Infectious diseases are a leading cause of morbidity and mortality worldwide. Despite significant advancement in our understanding of infectious disease biology, existing microbiologic diagnostic tests often fail to identify etiologic pathogens in cases of suspected infection. Metagenomic next-generation sequencing (mNGS) offers the potential for a universal pathogen detection method, but analysis and interpretation of findings are challenging. This is especially true for lower respiratory tract infections (LRTIs) where mNGS data interpretation is complicated by the existence of a respiratory microbiome composed of pathobionts present in both health and disease.

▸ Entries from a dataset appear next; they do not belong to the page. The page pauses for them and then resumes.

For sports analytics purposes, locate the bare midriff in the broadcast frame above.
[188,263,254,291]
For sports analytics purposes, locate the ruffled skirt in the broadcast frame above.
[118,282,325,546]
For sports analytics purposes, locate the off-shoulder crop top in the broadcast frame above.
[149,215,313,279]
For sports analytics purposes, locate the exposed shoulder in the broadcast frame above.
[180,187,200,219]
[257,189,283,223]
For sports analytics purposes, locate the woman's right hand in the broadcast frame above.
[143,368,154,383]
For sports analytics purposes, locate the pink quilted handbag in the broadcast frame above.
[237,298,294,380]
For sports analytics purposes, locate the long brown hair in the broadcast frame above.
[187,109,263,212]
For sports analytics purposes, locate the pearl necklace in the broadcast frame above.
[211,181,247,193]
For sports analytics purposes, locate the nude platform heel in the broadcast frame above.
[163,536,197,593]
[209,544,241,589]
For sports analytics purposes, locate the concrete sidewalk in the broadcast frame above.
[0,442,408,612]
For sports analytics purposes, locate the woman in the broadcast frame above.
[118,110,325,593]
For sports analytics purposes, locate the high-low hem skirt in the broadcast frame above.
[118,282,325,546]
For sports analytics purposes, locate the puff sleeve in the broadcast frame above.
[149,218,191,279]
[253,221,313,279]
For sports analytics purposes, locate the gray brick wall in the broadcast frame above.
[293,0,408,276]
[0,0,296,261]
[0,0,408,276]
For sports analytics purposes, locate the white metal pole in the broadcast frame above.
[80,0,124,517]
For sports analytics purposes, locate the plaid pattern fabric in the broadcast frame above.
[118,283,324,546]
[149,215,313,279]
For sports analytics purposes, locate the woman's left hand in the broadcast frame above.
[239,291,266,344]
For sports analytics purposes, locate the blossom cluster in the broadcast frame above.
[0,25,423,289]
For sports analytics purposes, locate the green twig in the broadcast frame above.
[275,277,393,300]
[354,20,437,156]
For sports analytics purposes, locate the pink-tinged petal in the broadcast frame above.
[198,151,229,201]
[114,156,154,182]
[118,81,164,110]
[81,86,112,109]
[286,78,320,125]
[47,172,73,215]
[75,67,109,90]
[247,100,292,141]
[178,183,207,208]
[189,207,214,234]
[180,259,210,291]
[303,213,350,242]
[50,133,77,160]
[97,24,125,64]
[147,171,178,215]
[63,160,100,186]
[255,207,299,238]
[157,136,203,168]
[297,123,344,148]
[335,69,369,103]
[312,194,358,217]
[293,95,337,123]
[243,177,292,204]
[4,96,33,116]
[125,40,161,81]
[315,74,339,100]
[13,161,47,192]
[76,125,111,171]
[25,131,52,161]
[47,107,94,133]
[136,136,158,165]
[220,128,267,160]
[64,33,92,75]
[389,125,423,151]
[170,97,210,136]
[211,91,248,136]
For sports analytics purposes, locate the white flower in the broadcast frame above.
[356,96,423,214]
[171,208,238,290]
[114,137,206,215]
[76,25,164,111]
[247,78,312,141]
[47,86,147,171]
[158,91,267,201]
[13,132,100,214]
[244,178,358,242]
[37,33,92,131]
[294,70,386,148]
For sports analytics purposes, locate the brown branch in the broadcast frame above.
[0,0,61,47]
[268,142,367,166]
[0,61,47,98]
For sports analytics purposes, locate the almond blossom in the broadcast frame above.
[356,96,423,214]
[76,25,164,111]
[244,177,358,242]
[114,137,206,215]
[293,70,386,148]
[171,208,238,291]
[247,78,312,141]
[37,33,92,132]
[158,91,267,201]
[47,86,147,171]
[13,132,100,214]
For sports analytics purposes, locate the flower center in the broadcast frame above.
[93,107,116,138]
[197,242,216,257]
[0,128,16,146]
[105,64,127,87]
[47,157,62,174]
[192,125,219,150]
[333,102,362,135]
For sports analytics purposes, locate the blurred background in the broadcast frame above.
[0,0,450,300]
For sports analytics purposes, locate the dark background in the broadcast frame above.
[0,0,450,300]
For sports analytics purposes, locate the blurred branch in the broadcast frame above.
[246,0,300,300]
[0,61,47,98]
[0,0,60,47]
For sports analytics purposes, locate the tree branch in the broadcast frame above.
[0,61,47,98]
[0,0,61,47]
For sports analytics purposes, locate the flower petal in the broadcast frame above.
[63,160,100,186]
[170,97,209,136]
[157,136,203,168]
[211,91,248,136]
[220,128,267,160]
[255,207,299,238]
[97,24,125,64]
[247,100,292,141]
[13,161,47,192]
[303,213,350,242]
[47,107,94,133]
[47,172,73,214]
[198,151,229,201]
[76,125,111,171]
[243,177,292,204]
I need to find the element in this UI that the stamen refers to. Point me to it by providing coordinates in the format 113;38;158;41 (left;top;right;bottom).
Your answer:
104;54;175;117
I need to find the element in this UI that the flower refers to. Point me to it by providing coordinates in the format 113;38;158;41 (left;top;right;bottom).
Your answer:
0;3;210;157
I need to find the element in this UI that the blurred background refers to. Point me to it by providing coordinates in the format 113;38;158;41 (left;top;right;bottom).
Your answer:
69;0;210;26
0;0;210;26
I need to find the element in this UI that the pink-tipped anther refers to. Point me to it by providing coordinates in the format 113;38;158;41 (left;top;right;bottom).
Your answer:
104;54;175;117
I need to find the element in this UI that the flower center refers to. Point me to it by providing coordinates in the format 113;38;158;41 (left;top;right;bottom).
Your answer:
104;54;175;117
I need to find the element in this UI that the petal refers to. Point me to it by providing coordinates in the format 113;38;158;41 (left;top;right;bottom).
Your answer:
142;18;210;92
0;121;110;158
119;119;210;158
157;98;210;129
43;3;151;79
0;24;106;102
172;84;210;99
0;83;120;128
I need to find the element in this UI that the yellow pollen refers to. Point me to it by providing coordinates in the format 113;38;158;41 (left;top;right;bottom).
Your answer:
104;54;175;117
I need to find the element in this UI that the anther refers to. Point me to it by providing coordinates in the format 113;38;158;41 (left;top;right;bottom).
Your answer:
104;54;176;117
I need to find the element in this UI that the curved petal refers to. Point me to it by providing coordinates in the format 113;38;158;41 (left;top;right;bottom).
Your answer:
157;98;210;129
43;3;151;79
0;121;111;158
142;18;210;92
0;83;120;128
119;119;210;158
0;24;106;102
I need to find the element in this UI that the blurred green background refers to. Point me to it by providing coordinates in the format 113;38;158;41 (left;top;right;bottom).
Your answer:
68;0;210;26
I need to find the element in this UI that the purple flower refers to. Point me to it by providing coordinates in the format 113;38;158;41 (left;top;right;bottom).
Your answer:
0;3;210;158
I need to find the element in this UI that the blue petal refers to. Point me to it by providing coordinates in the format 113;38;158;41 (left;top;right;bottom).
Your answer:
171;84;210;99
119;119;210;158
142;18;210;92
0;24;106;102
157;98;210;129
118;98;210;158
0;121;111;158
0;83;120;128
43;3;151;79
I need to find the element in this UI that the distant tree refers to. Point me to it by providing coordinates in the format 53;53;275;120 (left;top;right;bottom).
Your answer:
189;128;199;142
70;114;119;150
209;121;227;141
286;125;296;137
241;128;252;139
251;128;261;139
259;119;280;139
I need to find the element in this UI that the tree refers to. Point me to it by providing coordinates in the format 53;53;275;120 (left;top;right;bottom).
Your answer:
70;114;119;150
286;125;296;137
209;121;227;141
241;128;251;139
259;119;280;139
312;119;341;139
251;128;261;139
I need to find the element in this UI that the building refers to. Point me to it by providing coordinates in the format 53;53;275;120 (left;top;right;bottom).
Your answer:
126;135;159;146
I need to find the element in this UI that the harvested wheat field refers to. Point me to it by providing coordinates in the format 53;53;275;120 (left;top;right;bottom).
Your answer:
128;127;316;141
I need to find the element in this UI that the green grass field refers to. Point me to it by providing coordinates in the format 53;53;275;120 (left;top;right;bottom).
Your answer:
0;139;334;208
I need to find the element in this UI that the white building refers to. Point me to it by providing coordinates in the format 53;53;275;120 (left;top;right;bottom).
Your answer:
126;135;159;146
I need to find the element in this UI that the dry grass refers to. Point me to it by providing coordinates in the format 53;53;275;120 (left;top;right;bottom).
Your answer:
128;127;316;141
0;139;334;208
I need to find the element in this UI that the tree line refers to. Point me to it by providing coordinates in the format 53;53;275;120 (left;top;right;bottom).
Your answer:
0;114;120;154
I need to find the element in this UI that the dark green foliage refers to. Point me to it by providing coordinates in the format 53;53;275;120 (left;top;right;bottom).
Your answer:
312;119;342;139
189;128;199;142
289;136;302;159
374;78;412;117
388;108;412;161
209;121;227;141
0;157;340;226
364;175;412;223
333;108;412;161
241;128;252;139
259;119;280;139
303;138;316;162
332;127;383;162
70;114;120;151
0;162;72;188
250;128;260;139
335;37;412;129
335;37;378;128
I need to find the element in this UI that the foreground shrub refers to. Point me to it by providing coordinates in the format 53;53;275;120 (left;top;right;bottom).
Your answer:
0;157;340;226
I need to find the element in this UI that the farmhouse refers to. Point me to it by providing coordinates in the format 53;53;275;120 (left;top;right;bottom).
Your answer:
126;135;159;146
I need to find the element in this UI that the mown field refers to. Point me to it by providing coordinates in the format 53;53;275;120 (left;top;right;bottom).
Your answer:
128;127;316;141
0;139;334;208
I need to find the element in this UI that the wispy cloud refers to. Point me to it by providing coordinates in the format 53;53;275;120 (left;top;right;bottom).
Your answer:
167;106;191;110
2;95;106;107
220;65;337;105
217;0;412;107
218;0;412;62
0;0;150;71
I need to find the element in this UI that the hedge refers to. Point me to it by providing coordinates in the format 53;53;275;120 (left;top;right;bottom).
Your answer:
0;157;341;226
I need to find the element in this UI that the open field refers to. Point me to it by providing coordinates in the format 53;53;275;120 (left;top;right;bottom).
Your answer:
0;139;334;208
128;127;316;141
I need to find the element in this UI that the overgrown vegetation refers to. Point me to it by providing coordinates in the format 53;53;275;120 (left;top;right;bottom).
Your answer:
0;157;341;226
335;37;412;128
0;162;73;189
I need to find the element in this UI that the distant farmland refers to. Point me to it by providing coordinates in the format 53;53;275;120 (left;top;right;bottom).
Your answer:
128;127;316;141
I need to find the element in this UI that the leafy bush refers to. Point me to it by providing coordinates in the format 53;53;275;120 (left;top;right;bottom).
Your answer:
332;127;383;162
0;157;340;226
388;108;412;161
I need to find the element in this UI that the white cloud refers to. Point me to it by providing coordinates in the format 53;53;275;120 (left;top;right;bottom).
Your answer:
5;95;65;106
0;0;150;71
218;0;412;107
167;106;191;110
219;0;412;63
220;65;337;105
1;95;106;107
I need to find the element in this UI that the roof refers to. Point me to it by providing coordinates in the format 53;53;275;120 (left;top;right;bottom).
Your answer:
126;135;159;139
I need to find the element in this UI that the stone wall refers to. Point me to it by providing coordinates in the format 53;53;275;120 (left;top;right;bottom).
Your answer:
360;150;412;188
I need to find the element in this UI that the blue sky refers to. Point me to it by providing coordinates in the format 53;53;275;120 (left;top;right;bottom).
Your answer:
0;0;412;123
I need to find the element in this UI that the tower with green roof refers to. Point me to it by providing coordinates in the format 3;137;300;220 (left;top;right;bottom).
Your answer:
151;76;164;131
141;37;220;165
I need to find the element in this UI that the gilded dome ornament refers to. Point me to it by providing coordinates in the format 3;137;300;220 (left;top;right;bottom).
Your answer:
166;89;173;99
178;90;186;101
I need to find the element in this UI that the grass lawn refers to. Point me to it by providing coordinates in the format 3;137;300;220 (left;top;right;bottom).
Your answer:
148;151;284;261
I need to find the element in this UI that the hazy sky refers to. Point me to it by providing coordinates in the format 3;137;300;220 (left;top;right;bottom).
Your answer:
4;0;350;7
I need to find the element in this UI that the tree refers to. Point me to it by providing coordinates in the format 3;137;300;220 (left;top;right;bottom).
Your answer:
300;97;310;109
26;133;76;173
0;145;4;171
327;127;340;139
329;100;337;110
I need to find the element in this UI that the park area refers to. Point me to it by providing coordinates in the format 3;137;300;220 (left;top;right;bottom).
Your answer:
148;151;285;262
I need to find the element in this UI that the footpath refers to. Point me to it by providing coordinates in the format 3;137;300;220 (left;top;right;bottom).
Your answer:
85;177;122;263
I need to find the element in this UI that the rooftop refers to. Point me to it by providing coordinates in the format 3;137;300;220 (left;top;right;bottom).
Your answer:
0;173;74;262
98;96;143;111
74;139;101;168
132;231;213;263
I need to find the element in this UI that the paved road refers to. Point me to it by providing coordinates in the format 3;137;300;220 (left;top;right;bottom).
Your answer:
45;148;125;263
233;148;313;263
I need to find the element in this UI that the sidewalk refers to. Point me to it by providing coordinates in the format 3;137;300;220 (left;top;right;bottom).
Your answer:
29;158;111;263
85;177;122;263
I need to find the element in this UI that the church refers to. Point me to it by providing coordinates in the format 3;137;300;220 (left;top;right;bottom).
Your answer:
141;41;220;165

To address the need for improved LRTI diagnostics, we first compared two fluid types commonly used for diagnosis of LRTI, showing that despite moderate microbiome differences, both mini-bronchioalveolar lavage (mBAL) and tracheal aspirate (TA) samples are suitable for identification of pathogens in the context of an infection. Then, we evaluated the utility of mNGS as a diagnostic for LRTI in a cohort of 92 TA samples from adults with acute respiratory failure. We developed methods for sifting putative pathogens from commensal microbiota as well as pathogen, microbiome diversity, and host gene expression metrics to identify LRTI-positive patients and differentiate them from critically ill controls with noninfectious acute respiratory illnesses. We applied the models developed for evaluation of LRTI status to several other cohorts and disease contexts to show their broad applicability.

The low sensitivity of existing clinical diagnostics results in an imperfect gold standard, complicating the development of mNGS-based biomarkers. We explored the impact of label noise on host gene expression classifiers and methods for circumventing the issue. First, we tested whether label-noise robust logistic regression approaches could improve classifier performance by enabling the use of a larger training set. Then, we tested whether variational autoencoders, an unsupervised dimensionality reduction approach, could generate novel insight from combined host and microbial mNGS data. Altogether, this work suggests that a single streamlined protocol offering an integrated genomic portrait of pathogen, microbiome, and host transcriptome may hold promise as a tool for diagnosis of infections and contextualization of patient response.